MapReduce and Tez are two popular execution engines used in Apache Hive for processing large-scale datasets. While both engines are used to execute queries and transformations on Hive tables, there are several differences between them. In this article, we will explore the differences between the MapReduce and Tez execution engines in Hive.
MapReduce Execution Engine
MapReduce is a batch processing framework that processes large-scale datasets in a distributed manner. In MapReduce execution engine, Hive translates queries into MapReduce jobs, which are then executed on a cluster of commodity hardware. In MapReduce, data is processed in two stages: Map and Reduce.

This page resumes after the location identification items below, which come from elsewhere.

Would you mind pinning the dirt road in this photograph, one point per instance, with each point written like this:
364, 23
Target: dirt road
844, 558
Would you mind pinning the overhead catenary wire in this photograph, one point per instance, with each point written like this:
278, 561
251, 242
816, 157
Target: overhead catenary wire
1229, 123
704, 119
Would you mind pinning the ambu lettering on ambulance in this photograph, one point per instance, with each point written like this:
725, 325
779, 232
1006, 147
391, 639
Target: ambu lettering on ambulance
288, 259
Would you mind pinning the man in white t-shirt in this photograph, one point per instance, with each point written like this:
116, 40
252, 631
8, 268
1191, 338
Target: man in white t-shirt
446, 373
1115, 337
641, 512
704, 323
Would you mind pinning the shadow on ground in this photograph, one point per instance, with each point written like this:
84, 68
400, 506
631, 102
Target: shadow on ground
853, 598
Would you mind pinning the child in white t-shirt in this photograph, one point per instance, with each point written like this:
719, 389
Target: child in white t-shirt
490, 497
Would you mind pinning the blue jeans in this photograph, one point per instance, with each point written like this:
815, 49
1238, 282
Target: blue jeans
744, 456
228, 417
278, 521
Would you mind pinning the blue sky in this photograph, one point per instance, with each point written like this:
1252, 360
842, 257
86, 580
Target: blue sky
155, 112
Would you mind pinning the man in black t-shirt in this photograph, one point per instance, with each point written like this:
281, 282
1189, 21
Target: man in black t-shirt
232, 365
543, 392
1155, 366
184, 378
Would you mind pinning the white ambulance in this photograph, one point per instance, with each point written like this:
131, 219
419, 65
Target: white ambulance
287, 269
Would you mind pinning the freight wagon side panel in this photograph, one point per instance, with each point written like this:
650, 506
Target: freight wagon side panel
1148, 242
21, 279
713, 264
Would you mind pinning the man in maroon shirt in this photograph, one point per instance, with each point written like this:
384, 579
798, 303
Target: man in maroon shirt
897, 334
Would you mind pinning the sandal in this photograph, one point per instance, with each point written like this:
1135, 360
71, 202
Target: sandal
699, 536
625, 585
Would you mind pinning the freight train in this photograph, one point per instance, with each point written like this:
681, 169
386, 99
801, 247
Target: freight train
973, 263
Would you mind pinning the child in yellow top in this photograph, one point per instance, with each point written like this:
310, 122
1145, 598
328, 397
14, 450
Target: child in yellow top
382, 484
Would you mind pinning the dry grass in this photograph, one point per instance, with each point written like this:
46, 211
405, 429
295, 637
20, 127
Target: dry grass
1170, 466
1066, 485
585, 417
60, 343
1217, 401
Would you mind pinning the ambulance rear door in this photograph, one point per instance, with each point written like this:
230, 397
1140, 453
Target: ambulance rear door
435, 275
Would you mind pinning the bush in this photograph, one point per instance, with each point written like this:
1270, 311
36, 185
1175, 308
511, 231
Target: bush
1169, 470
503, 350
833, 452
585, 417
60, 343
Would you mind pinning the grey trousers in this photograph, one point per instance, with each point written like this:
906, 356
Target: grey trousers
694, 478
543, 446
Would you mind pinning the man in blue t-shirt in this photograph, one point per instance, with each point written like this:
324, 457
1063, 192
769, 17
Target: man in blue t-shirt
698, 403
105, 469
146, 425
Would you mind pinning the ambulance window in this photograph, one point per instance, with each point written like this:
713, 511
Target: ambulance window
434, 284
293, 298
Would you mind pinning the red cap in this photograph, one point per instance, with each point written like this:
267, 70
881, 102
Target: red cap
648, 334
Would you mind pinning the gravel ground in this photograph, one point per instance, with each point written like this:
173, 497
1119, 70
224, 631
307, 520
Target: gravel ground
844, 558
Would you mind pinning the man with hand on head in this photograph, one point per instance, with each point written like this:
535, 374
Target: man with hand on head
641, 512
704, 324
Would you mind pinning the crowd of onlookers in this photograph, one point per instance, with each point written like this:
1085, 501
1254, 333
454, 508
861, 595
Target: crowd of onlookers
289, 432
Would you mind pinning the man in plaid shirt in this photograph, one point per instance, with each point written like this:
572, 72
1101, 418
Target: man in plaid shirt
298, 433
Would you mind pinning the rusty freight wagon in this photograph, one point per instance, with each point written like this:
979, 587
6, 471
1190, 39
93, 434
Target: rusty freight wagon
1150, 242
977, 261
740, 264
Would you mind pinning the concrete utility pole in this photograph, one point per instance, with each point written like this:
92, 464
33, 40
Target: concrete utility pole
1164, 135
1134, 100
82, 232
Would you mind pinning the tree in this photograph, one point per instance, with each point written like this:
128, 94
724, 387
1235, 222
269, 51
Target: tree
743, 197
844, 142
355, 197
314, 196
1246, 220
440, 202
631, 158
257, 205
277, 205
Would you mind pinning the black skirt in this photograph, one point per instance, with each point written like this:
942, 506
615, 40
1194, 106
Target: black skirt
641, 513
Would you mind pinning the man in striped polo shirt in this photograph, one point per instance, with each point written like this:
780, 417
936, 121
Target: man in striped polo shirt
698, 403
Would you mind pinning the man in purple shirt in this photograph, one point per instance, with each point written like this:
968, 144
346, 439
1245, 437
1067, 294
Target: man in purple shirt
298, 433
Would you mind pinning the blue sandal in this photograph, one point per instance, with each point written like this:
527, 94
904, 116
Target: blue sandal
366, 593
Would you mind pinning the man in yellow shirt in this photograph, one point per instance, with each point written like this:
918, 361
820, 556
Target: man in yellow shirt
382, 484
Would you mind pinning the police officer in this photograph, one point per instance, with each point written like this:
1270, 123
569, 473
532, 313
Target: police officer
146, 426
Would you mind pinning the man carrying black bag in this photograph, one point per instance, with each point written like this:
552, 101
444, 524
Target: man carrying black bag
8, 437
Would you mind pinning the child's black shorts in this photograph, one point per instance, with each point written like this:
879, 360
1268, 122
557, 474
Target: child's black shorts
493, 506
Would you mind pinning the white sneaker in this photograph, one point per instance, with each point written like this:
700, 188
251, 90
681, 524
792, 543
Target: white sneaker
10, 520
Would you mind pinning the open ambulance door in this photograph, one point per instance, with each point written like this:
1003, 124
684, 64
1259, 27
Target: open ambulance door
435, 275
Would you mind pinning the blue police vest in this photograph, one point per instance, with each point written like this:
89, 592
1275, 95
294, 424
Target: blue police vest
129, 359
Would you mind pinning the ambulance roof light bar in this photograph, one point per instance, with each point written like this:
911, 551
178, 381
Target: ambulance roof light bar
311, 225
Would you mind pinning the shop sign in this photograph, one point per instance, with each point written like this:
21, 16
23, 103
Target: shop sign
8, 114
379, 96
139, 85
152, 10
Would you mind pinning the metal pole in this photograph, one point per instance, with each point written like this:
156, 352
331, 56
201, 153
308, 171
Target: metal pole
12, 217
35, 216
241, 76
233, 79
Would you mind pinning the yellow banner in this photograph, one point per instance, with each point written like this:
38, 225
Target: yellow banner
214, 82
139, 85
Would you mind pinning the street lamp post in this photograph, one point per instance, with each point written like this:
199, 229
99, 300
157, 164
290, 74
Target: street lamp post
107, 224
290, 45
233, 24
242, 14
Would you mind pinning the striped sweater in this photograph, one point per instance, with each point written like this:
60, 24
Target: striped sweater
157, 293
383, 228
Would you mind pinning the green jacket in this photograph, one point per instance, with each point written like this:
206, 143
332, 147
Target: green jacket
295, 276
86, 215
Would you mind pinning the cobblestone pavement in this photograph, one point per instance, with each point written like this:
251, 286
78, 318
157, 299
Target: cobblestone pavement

The Map stage processes data in parallel by dividing it into smaller chunks, called input splits. Each input split is processed independently by a map task, which applies a map function to each record in the input split. The output of the Map stage is a set of key-value pairs.
The Reduce stage processes the output of the Map stage by grouping the key-value pairs by key and applying a reduce function to each group. The output of the Reduce stage is a set of key-value pairs, which is then written to HDFS.
MapReduce execution engine in Hive is suitable for batch processing of large datasets, but it has several limitations. The main limitation is that it requires several disk I/O operations, which can slow down the processing speed. Additionally, it has a high startup time and is not suitable for interactive queries.
Tez Execution Engine
Tez is a data processing framework that is built on top of YARN, the resource manager in Hadoop. Tez allows for efficient processing of complex DAGs (Directed Acyclic Graphs) of tasks, which are created by Hive queries. In Tez execution engine, queries are translated into DAGs, which are then optimized and executed on the cluster.
Tez execution engine in Hive has several advantages over the MapReduce execution engine. Firstly, it has a low startup time and is suitable for interactive queries. Secondly, it has a more efficient data processing model that reduces the number of disk I/O operations, improving the processing speed. Lastly, Tez can handle complex DAGs of tasks, making it suitable for processing complex queries.
In Tez, tasks are executed in a more optimized way as compared to MapReduce. Tez has a more flexible and dynamic data flow execution model. In Tez, tasks can be pipelined and data can be streamed between tasks. This allows for faster execution of queries as compared to MapReduce.
Comparison between MapReduce and Tez
|Suitable for batch processing of large datasets||Suitable for interactive queries and complex DAGs|
|High startup time||Low startup time|
|High disk I/O operations||Low disk I/O operations|
|Processing speed is slower as compared to Tez||Processing speed is faster as compared to MapReduce|
|Less flexible data processing model||More flexible data processing model|
|Not suitable for complex DAGs||Suitable for complex DAGs|
Both MapReduce and Tez execution engines have their strengths and weaknesses. While MapReduce is suitable for batch processing of large datasets, Tez is suitable for interactive queries and complex DAGs. Additionally, Tez has a more efficient data processing model and faster processing speed as compared to MapReduce.